The activist questions estimates that around 500 people have been and are currently detained, claiming that many arrests go unreported.
"But I believe it is more than that. If it was someone who didn't have family members in that province, then no one would know he went missing. That's what happens in a world where there is no means of communication, and no radios. People have no information."
"What is most alarming now is that you can be arrested now and tortured and we don't exactly know where these people go."
- Jean-Claude Nkundwa
Nkundwa linked overnight arrests to elements of "the systematic arrests of 1972, when the population only heard about killings months after people had been arrested".
That year, Burundi experienced massive bloodletting, when hundreds of thousands of Hutus were massacred by government forces. Despite the situation being brought under control, the killings lasted for months.
"There seems to be a common narrative and I am scared that we are living the same thing because there is no one to oversee what is happening. There are only rumours," Nkundwa said.
'If you are caught, you are a dead man'
That is something Aimable (not his real name), a student activist from the district of Nyakabiga in Bujumbura, can relate to. The vice-president of the MSD party at his university says he has had enough of the intimidation and hopes to leave the country.
Since the protests resumed this week, he has been planning his escape because, he claims, members of the government's secret services have been patrolling his neighbourhood.
"We participate in every protest, so our fear is that we will be arrested. If they catch me, I don't know what would happen to me. I could be killed and thrown in the river," Aimable told IBTimes UK from Bujumbura.
"If they catch me, I don't know what would happen to me.

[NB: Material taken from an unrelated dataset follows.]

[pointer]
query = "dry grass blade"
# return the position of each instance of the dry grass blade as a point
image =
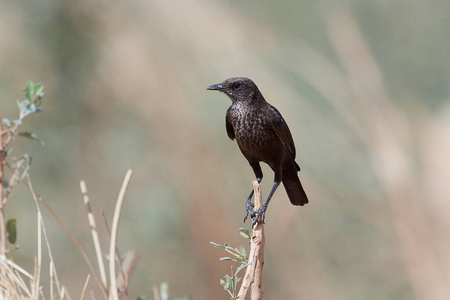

I could be killed and thrown in the river."
- Aimable, a protester
"If your family does not know that you have been arrested, you are taken and no one will know where you are. You disappear. You are a dead man."
A member of his own party, Pacifique Nkurunziza, was "kidnapped" on the night of Friday (29 May). The student and organiser of the protests, who is in his twenties, was taken to one of Bujumbura's central prisons.
"He was considered to be a resistant, who organised the activities, and calling on people to stay and not flee. He was one of the front-men," Aimable said, adding that his peer had suffered a "very violent interrogation".
"I am scared that someone will denounce me."